The SAMATE Project Department of Homeland Security

Static Analysis Tool Exposition (SATE) IV


Note: The planning meeting for SATE V was held on Monday, March 4, 2013 at NIST, from 1 to 4pm.


Introduction

Static Analysis Tool Exposition (SATE) is designed to advance research (based on large test sets) in, and improvement of, static analysis tools that find security-relevant defects in source code. Briefly, participating tool makers run their tools on a set of programs. Researchers led by NIST analyze the tool reports. The results and experiences are reported at a workshop. The tool reports and analysis are made publicly available later.
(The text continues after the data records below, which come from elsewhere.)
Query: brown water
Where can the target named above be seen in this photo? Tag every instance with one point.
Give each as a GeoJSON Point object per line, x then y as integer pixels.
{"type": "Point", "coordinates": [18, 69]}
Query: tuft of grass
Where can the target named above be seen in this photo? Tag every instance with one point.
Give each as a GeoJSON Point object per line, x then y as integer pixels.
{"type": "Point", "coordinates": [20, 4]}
SATE's purpose is NOT to evaluate nor choose the "best" tools. Rather, it is aimed at exploring the following characteristics of tools: relevance of warnings to security, their correctness, and prioritization. Its goals are:

  • To enable empirical research based on large test sets,
  • To encourage improvement of tools,
  • To speed adoption of tools by objectively demonstrating their use on real software.

SATE IV is the fourth occurrence of SATE. There is information about and results from SATE 2010, SATE 2009 and SATE 2008 on-line.

Note. A warning is an issue (usually, a weakness) identified by a tool. A (tool) report is the output from a single run of a tool on a test case. A tool report consists of warnings.

Publication

"Report on the Static Analysis Tool Exposition (SATE) IV," Vadim Okun, Aurelien Delaitre, and Paul E. Black, U.S. National Institute of Standards and Technology (NIST) Special Publication (SP) 500-297, January, 2013

Abstract

The NIST Software Assurance Metrics And Tool Evaluation (SAMATE) project conducted the fourth Static Analysis Tool Exposition (SATE IV) to advance research in static analysis tools that find security defects in source code. The main goals of SATE were to enable empirical research based on large test sets, encourage improvements to tools, and promote broader and more rapid adoption of tools by objectively demonstrating their use on production software.

Briefly, eight participating tool makers ran their tools on a set of programs. The programs were four pairs of large code bases selected in regard to entries in the Common Vulnerabilities and Exposures (CVE) dataset and approximately 60 000 synthetic test cases, the Juliet 1.0 test suite. NIST researchers analyzed approximately 700 warnings by hand, matched tool warnings to the relevant CVE entries, and analyzed over 180 000 warnings for Juliet test cases by automated means. The results and experiences were reported at the SATE IV Workshop in McLean, VA, in March, 2012.

Download NIST SP 500-297

Data

Cautions on Interpreting and Using the SATE Data

SATE IV, as well as its predecessors, taught us many valuable lessons. Most importantly, our analysis should NOT be used as a basis for rating or choosing tools; this was never the goal.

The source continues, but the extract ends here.